Although waterflooding is a common method for increasing oil recovery, certain production problems may arise after water breakthrough. In addition to affecting oil recovery, these problems may also have an adverse impact on the environment. One particular production problem is mineral scale formation due to mixing of incompatible brines. For example, barium sulphate formation in the production well and tubulars occurs in many oilfields when sulphate rich injection water (usually seawater) mixes with barium rich formation water close to or in the wellbore. Understanding where the scale forms is important when attempting to prevent it damaging productivity. However, there is some field evidence which suggests that scale deposition deep within the reservoir may occur without having any adverse effect on oil recovery. This paper addresses the two related issues of
where sulphate scales form, and
whether any operator action is required where wells are producing lower concentrations of scaling ions than would be expected if scale formation was completely inhibited.
These issues were raised by two papers presented at the 1st SPE International Symposium on Oilfield Scale in January 1999, and it was the ensuing discussion which initiated the present study.
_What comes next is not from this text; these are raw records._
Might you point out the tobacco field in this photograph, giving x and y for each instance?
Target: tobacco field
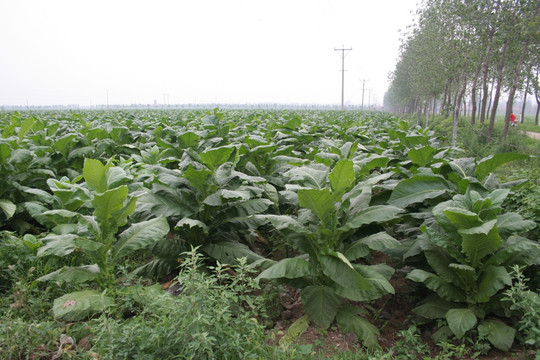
(261, 234)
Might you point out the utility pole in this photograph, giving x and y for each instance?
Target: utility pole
(363, 89)
(343, 75)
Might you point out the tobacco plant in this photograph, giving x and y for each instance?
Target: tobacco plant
(331, 235)
(470, 248)
(101, 236)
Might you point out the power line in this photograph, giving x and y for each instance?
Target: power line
(343, 75)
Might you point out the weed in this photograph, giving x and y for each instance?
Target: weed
(527, 304)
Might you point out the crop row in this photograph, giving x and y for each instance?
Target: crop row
(333, 186)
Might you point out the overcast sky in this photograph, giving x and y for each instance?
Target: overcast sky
(61, 52)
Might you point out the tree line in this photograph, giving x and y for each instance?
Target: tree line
(468, 52)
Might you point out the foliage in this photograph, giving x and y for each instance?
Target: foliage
(213, 317)
(307, 196)
(470, 248)
(96, 236)
(526, 304)
(330, 233)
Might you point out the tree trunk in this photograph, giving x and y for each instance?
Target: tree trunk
(473, 94)
(525, 101)
(490, 97)
(458, 99)
(514, 86)
(500, 67)
(537, 97)
(485, 75)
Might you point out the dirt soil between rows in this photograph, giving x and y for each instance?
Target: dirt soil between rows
(390, 315)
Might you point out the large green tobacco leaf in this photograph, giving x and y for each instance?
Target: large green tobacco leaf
(95, 174)
(216, 156)
(517, 250)
(461, 321)
(290, 268)
(313, 177)
(341, 178)
(417, 189)
(188, 140)
(109, 202)
(227, 252)
(58, 245)
(512, 223)
(434, 308)
(340, 270)
(321, 304)
(490, 163)
(379, 241)
(79, 305)
(284, 222)
(320, 201)
(7, 207)
(480, 241)
(76, 275)
(25, 127)
(497, 333)
(379, 284)
(494, 278)
(348, 320)
(462, 218)
(433, 282)
(140, 235)
(422, 156)
(372, 214)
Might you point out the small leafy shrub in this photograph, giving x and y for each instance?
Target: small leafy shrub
(527, 306)
(23, 339)
(214, 317)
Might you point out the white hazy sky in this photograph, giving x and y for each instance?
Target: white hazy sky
(55, 52)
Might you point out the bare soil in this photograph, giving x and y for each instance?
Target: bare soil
(390, 315)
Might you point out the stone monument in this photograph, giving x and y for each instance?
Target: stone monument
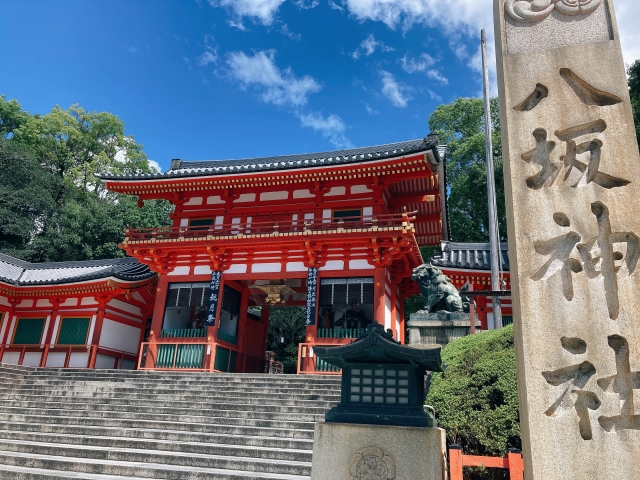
(446, 314)
(572, 184)
(379, 430)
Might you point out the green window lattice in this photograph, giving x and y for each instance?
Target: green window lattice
(73, 331)
(28, 331)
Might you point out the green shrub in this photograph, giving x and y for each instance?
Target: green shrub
(476, 398)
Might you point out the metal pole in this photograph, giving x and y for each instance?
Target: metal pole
(491, 188)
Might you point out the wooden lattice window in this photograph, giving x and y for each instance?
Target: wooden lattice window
(347, 215)
(73, 331)
(28, 331)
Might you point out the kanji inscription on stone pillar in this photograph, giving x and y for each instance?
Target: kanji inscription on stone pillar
(572, 185)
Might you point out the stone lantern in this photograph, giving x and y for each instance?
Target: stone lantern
(382, 381)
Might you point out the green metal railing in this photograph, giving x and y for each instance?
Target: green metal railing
(322, 366)
(225, 337)
(507, 320)
(183, 333)
(339, 332)
(180, 356)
All of the principal mechanisms of brine mixing in waterflood displacements are considered and modelled. This leads to a fuller understanding of where - and to what extent -brine mixing will occur within the reservoir. As a consequence, we may address the questions of why scale deposition deep within the reservoir may in certain circumstances occur, while in other situations it is probably very limited. It is demonstrated that, although connate water in the oil zone is mobilised by injected water, typically little mixing would be expected far from the wellbore. Conversely, as the different brine types, which have retained the scaling ions, approach the wellbore, mixing and scale deposition are to be expected. Mixing in the aquifer where brine mobility can be much higher, however, may result in lower than expected ion concentrations. The reduced ion concentrations may be caused by scale dropout, or by mixing of formation brines with different compositions, or by a combination of both mechanisms. In either case, modelling of such processes has confirmed that they are possible explanations for low barium levels. The impact of scale dropout deep in the reservoir on the design of inhibitor squeeze treatments is discussed.
Modelling tools are routinely applied in the design of a scale prevention strategy1,2 in order to obtain a better understanding of the system to be treated, and to minimise the risks in the provision of flow assurance. For example, there are five simulation techniques that can be used to optimise the design of an inhibitor squeeze treatment3. These are used to:
Predict water production. Reservoir simulation models are used to predict when, where and what type of water production should be expected.
Predict scaling tendency. Scale prediction models can calculate the type and mass of scale that will be deposited.
Derive inhibitor-rock interaction table. A core flood model can derive the adsorption isotherm that relates the mass of inhibitor adsorbed to the concentration in solution.
Predict inhibitor placement. Reservoir or near-well models can predict chemical placement under bullheading, or with mechanical or chemical diversion. Placement of chemical diverter can also be modelled.
Optimise treatment. Near-wellbore or full-field models can calculate squeeze lifetimes, and are used to design and optimise treatments by sensitivity analysis.